What Obama Can Learn From Sarah Palin

Hockey Mom Gets Grizzly—3 Lessons For Marketers

Despite needing to write crib notes on her hand like a third grader cheating on an exam, Sarah Palin excels at using simple images her audience immediately gets.  By contrast, President Obama has gone from his straightforward “Yes we can” campaign slogan that rallied the country to presenting complex issues in long sentences. This communication style, which worked well at the University of Chicago Law School, looses the American public. While President Obama is a powerful communicator, he, like many marketers, could take a page from Sarah Palin’s playbook.

From a marketing perspective, Sarah Palin does a great job of using images to strengthen her connection with her fans. During the 2008 Presidential campaign, Palin, standing up for family values, focused on her role as a hockey mom, Alaska’s version of the soccer mom. With her five children ready to be paraded on stage as props, Palin played up the  “every mom” role.

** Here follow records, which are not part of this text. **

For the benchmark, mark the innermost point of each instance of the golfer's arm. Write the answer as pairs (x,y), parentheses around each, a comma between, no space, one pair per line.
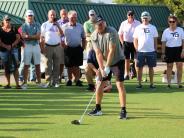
(136,44)
(121,38)
(110,55)
(163,47)
(155,43)
(92,67)
(16,41)
(99,57)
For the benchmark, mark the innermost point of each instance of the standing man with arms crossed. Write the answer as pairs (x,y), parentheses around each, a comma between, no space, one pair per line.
(145,42)
(51,41)
(31,36)
(126,31)
(62,21)
(110,57)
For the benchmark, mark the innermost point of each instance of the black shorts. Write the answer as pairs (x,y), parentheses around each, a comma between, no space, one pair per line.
(173,54)
(118,70)
(73,56)
(129,50)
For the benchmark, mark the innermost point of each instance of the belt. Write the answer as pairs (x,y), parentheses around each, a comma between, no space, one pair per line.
(52,45)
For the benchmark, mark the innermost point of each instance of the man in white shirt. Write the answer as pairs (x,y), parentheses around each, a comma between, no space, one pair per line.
(50,42)
(145,42)
(125,32)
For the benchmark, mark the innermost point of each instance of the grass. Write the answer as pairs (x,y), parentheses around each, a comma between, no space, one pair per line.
(47,113)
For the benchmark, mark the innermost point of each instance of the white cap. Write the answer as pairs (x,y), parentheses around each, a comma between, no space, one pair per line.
(29,12)
(92,12)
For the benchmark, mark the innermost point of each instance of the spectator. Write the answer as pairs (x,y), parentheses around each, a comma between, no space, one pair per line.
(9,38)
(89,27)
(32,76)
(173,49)
(62,21)
(74,37)
(91,71)
(110,59)
(145,42)
(51,43)
(126,31)
(31,36)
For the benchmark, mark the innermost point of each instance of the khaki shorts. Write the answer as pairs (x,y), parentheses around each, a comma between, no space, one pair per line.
(61,55)
(32,53)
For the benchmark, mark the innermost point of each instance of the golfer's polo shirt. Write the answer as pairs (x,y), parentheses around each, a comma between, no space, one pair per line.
(127,30)
(31,29)
(51,33)
(73,34)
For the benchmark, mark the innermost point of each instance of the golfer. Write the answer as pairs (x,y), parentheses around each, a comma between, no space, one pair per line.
(110,58)
(173,49)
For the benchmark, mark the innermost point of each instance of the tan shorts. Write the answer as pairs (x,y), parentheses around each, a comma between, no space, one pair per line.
(32,53)
(61,55)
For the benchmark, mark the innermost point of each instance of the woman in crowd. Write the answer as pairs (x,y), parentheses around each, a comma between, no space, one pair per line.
(9,38)
(173,49)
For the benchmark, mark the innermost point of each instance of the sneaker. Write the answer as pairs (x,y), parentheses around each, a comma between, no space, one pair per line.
(7,87)
(169,86)
(56,85)
(95,112)
(180,86)
(139,86)
(123,115)
(69,83)
(18,87)
(41,85)
(24,86)
(91,87)
(152,86)
(127,77)
(79,83)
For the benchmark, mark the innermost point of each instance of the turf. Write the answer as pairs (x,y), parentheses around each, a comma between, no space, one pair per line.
(47,113)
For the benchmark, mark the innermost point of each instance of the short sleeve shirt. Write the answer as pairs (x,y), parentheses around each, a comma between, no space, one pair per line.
(105,40)
(73,34)
(8,38)
(145,35)
(173,38)
(127,30)
(31,29)
(51,33)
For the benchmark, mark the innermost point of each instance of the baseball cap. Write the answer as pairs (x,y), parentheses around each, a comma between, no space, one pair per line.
(29,12)
(99,19)
(92,12)
(145,14)
(130,13)
(6,17)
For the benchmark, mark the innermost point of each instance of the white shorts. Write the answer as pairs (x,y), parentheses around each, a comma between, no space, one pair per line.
(32,53)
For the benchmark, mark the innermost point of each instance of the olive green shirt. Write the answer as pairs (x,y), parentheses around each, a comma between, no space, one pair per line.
(105,40)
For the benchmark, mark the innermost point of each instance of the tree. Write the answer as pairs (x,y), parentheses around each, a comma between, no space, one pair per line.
(176,6)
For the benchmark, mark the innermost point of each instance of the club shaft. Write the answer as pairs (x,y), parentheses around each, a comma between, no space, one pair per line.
(81,119)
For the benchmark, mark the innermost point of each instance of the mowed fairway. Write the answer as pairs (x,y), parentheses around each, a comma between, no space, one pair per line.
(47,113)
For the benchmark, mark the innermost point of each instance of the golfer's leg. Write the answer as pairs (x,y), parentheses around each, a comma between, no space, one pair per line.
(151,74)
(169,72)
(179,66)
(139,76)
(122,93)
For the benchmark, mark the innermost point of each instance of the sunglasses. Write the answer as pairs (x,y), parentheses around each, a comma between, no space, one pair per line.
(172,21)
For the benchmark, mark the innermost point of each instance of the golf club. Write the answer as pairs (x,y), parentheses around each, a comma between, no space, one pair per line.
(78,122)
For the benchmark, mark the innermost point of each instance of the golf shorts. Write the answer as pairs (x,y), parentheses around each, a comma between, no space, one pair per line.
(173,54)
(73,56)
(118,70)
(32,54)
(146,58)
(4,55)
(129,50)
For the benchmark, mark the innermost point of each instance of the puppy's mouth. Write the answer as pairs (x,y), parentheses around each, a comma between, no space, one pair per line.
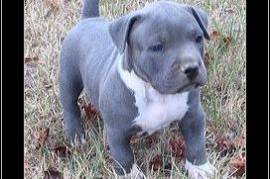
(188,87)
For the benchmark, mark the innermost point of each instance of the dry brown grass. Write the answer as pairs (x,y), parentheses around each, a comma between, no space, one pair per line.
(46,24)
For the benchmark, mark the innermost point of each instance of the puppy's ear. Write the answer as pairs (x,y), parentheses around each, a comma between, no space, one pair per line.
(202,19)
(120,30)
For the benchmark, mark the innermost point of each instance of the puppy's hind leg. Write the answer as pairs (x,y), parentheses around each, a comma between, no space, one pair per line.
(70,89)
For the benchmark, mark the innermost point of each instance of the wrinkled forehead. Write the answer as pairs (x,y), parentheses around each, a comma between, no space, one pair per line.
(166,21)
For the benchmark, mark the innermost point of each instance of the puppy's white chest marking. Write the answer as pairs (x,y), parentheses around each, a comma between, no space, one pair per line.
(155,110)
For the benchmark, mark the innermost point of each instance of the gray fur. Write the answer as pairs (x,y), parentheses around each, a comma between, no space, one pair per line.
(88,61)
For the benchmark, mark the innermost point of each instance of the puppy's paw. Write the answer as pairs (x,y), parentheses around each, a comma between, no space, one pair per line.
(205,171)
(135,173)
(75,134)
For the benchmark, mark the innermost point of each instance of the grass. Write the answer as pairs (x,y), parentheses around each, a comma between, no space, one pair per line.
(223,98)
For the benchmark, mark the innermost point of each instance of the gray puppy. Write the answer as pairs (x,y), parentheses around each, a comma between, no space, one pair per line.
(142,71)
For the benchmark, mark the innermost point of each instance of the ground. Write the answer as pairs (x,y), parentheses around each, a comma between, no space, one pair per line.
(160,156)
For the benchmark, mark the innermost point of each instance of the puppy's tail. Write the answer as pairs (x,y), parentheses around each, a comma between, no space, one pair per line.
(90,9)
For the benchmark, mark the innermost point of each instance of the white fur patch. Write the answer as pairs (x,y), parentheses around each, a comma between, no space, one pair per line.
(156,111)
(205,171)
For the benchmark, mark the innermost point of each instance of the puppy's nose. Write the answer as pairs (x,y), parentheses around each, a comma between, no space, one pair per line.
(191,71)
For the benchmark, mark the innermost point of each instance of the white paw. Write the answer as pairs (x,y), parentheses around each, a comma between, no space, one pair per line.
(205,171)
(135,173)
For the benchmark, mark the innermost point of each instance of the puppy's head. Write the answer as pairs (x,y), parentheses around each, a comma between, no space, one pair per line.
(163,44)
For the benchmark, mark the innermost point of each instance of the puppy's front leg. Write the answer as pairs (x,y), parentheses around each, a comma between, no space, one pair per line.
(193,130)
(124,165)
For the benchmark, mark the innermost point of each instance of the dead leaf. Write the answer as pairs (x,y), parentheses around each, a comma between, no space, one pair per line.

Fast forward to today. Palin has upped her game and taken the protective mom image a step further. Drawing on her Alaskan heritage, she introduced the Mama Grizzly, scoring big-time with the media who repeatedly replayed the video, thereby spreading the brand across the nation’s consciousness.

Here are three tactics that Sarah Palin is using to create memorable brand associations and how you can apply them to your marketing message.

  1. Uses vivid images. Palin compares a grizzly bear to a pitbull. The dog is known for being fierce and mean while the grizzly is fierce and protective of her young. The grizzly’s also a larger-than-life animal that’s native to Alaska and much of the American West. As a marketer, how can you simplify your message to connect with your target market? What images can you use that resonate with your audience? This talks to how your message breaks through the clutter. What can you use that will get your audience’s attention? How can you use the unexpected to attract attention and hold it?
  2. Plays on well-known roles. Palin appeals to women, particularly mothers, with the “Mama Grizzly” imagery. This reference’s association with the children’s story of Goldilocks and the Three Bears is a bonus. How is your brand and/or product associated with roles that consumers can identify with positively? A good place to look for these associations are in your company or brand’s history.
  3. Keeps it simple. Palin’s image is straightforward, visual and easy-to-remember. This helps spread the word. Think short and sweet. You want your audience to remember and share your message.

One Palin trait that President Obama and marketers shouldn’t follow is the disconnect between the image she projects and reality. Despite her do-it-all mom image in the 2008 campaign, Palin was on the campaign trail away from home where her special needs baby needed extra care and pregnant teenage daughter could have benefited from having her mother around. This is a far cry from most mothers’ view of how to take care of their children. As a marketer, make sure that your message and image are in sync with your actions or your market won’t trust you.

Palin is recreating her image to avoid the sticky issue of being a quitter, having resigned as Alaska’s governor to focus on earning big bucks with books and speaking engagements. In a wired, socially connected world, Palin’s actions are transparent. She is neither genuine nor sincere.

While for some, Sarah Palin will never be more than the woman who gave up political office for personal gain, she does provide useful marketing lessons that are worth learning for your marketing communications. This applies to President Obama, too.

Happy marketing,
Heidi Cohen

Note: The grizzly bear appears on the California State flag.